Admin

Dec 23 2006, 04:13 AM

Note: A1 means A sub 1.

Draw three angle bisectors IA1, IA2, IA3.

Find the incircle ck of triangle IAiAj. Note that the angle bisector IAi serves as a common internal tangents for circles cj and ck.

For each pair of the circles consider the second internal tangents. The latter concur in a point (L) and cross the sides AiAj in points Dk, as shown in the applet.

The quadrilaterals AiDjLDk are inscriptible. Their incircles solve Malfatti's problem.

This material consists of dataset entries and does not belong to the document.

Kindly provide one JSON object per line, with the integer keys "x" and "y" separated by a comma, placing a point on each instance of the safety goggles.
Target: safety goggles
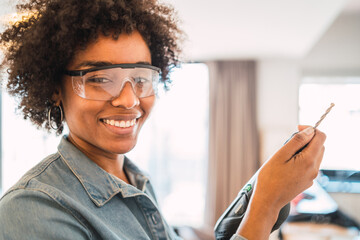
{"x": 106, "y": 82}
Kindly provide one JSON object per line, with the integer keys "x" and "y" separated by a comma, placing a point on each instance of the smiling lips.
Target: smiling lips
{"x": 120, "y": 123}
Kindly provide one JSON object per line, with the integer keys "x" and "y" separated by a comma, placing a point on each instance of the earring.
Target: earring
{"x": 53, "y": 117}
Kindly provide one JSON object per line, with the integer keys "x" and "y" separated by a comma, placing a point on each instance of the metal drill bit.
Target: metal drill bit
{"x": 324, "y": 115}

Assuming Malfatti's problem solved, two of the circles touch AiAj. There point of contact is denoted Pk. Their common tangent through Pk meets AiAj in Dk. The points of contact with AiAj are Bk, Ck, as in the applet below. The line DkPk is the radical axes of the two circles; three such lines meet in the radical center of the three circles, which we denote L. Each of the lines DkPk crosses the perimeter of triangle A1A2A3 in a point Ek different from Dk. Which side Ek lies on -- either Aki or Ajk -- depends on a specific configuration. To be specific, we shall assume that E1 and E3 lie on A1A3. Then

E1D2 - E3D2 = E1B2 - E3C2
= E1P1 - E3P3
= E1L - E3L.


It therefore appears that D2 is the point of contact of the incircle of A1LA3 with A1A3. This fact actually does not depend on whether points E1 and E3 lie between A1 and A3 and holds equally well in other configurations. Thus it holds for each of the three triangles with the side lines LEi, LEk, and EkEi. The Malfatti circle inscribed into this triangle touches LEi in Fi, LEk in Gk, and, as we agreed before, EkEi in Dj. Note that

A1D2 - A1D3 = C2D2 - B3D3
= P3G3 - P2F2
= P1F1 - P1G1
= F1G1.


Hence, the second common tangent of the two circles goes through A1, and similar considerations apply to the other two vertices. Further,

D2F2 = D2P2 + P2F2
= D2C2 + D3B3
= P3G3 + D3P3
= D3G3.


We see then that the points D2 and D3 on the incircles D2F1G3 and D3F2G1 have equal tangent segments with respect to the other circle. The tangents at these points therefore meet on the circle of similitude of the two circles D2F1G3 and D3F2G1. The tangents being A1D2 and A1D3, we conclude that A1 lies on the circle of similitude of the two circles D2F1G3 and D3F2G1. By a property of the circle of similitude, the line from A1 to the internal center of similarity of the two circles bisects the vertex angle A1. But, as we have seen, this line is tangent to the circles D2F1G3 and D3F2G1. We conclude that the bisector of the vertex angle at A1 is one of the common tangents the circles D2F1G3 and D3F2G1. It follows that the circle DjFiGk is inscribed into triangle AiLAk. Thus, if Malfatti's problem has a solution, the solution can be obtained by Steiner's construction.

Conversely, if a very small circle be drawn tangent to two sides of the triangle, the two circles each touching this little circle and two other sides will surely intersect. But if the little circle swells up, always touching the two sides until it becomes the incircle, the other two circles shrinking in the process, are eventually separated it. Hence, for some intermediate value of the little circle, the three will touch. Hart's solution is thus complete.